Les femmes et le textile - Nathan, Fulger (CAP)

Enfin, même si quelques figures nouvelles émergent dans ces manuels, comme la scientifique Emilie du Châtelet, la contribution des femmes à l’histoire intellectuelle, scientifique et culturelle reste souvent anecdotique. Quand elle n’est pas tout simplement gommée de l’histoire des Lumières, Emilie du Châtelet est encore parfois présentée comme la seule traductrice de l’œuvre de Newton au profit de Voltaire, une sorte de savante assistante.

« Compte tenu des résultats de l’étude, il n’y a pas cette année de prix d’excellence », a précisé Annette Wieviorka.

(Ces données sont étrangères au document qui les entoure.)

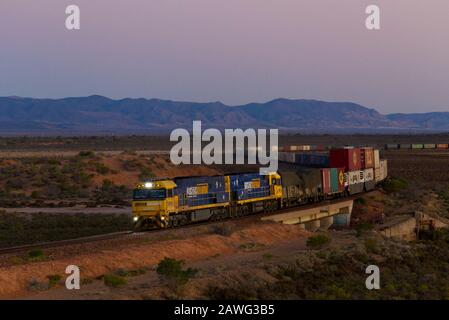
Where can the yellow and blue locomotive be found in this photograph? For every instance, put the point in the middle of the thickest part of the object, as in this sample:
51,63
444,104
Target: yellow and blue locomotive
165,203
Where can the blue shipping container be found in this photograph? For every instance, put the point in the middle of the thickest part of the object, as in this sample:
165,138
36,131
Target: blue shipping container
197,191
249,186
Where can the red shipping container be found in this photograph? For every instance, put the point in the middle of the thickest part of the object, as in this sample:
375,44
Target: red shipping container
349,159
326,180
367,158
341,179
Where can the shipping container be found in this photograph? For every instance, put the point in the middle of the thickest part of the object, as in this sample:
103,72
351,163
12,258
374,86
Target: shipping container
349,159
376,158
391,146
246,186
355,181
289,148
300,184
303,148
312,159
370,183
326,180
337,180
287,157
377,174
197,191
383,169
367,157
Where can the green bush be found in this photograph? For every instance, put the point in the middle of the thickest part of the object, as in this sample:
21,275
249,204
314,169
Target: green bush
223,229
371,245
145,174
392,185
36,255
363,227
86,154
171,270
53,280
112,280
318,241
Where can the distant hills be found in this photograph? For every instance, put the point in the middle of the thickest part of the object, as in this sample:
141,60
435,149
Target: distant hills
101,115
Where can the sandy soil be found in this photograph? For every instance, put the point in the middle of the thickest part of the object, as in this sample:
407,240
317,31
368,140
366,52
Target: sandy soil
94,263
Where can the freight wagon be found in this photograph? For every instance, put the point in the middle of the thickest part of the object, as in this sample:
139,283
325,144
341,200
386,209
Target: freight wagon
347,158
308,159
367,158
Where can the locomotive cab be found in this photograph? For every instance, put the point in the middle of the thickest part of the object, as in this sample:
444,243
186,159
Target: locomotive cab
152,203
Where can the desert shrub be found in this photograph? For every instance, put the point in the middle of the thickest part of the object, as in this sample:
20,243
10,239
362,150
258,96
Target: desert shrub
363,227
36,254
102,169
113,280
86,154
36,285
129,273
223,229
53,280
392,185
16,229
145,174
371,245
130,165
318,241
171,271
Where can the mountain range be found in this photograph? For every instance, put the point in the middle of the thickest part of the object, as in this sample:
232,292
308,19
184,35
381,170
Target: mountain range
100,115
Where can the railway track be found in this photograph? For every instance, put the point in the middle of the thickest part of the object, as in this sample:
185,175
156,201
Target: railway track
132,234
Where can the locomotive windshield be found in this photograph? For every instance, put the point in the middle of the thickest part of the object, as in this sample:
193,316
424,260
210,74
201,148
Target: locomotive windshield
149,194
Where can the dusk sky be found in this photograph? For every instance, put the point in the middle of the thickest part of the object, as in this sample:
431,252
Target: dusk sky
234,51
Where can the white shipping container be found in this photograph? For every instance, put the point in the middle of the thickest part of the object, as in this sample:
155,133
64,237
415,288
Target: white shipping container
361,176
369,174
376,158
353,177
383,169
377,174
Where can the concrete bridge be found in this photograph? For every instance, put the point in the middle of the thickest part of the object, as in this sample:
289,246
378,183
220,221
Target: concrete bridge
320,217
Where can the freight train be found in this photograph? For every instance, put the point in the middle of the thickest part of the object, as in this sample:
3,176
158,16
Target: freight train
165,203
414,146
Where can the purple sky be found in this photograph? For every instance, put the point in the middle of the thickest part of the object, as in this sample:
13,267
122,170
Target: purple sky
234,51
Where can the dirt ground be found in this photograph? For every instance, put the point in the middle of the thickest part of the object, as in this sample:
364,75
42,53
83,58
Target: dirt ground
249,251
207,248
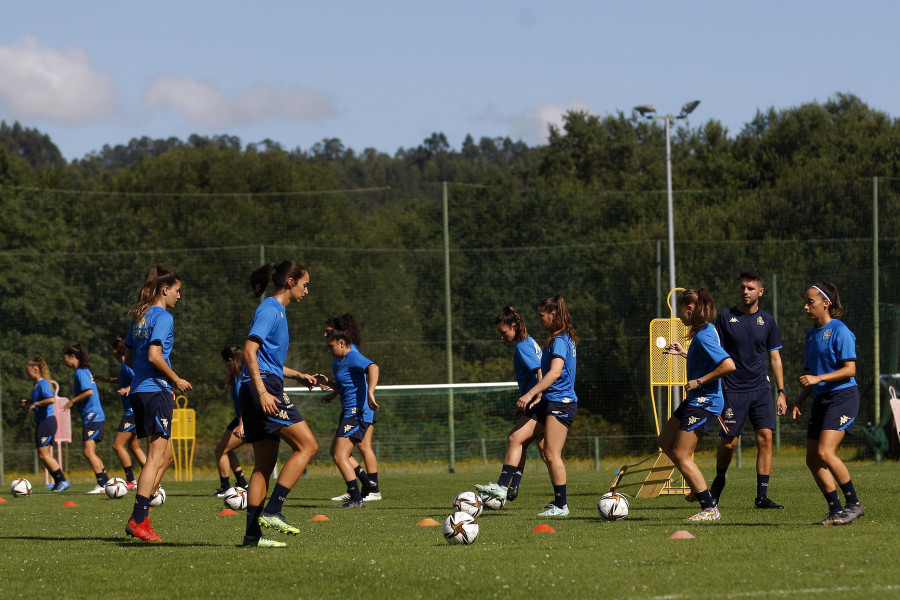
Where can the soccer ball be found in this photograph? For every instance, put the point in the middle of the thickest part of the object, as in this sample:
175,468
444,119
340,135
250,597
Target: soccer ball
235,498
460,528
158,497
491,502
468,502
116,487
20,488
612,506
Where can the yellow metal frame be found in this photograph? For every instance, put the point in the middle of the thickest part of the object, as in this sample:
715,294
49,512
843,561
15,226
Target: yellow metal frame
666,371
184,436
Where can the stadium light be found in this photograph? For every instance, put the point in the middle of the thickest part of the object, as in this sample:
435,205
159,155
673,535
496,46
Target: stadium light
648,111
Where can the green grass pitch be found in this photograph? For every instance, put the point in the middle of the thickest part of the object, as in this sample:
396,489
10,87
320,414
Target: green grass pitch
47,551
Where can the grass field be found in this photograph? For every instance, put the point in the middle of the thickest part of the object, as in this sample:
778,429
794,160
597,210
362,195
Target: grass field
48,551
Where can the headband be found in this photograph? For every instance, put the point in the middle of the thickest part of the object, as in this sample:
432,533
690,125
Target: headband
815,287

Le manuel de seconde générale de Nathan, dirigé par Guillaume Le Quintrec, s’en tire tout juste avec les « encouragements du jury ». Comment expliquer un tel retard des manuels scolaires ? Guillaume Le Quintrec, qui s’est dit « content d’être le moins mauvais de la classe », a rappelé les contraintes du genre : « Nous devons faire des choix, beaucoup simplifier. Nous appliquons aussi des programmes où l’histoire politique traditionnelle domine. Celle des "Grands hommes" qui ne se prête pas forcément à une histoire du genre. Sur l’absence des femmes dans les notices biographiques, nous n’allons pas inventer de "grandes femmes" qui n’existent pas forcément ». Ces propos ont suscité sur le stand de la Région Ile-de-France, qui finance le centre Hubertine Auclert, quelques débats animés.

L’invisibilité des femmes dans les livres scolaires serait aussi due à un problème de sources, texte, iconographie ? « Il subsiste pourtant bien des zones muettes et, en ce qui concerne le passé, un océan de silence, lié au partage inégal des traces, de la mémoire et, plus encore, de l’Histoire, ce récit qui a si longtemps oublié les femmes comme si, vouées à l’obscurité de la reproduction, inénarrables, elles étaient hors du temps, du moins hors événements », écrivait Michelle Perrot dans Les Femmes ou les silences de l’histoire.

« Ce n'est plus un argument. Nous avons fait beaucoup de progrès sur ces "silences". Nous avons aujourd'hui tout ce qu'il faut pour proposer une Histoire mixte », a précisé Annette Wieviorka.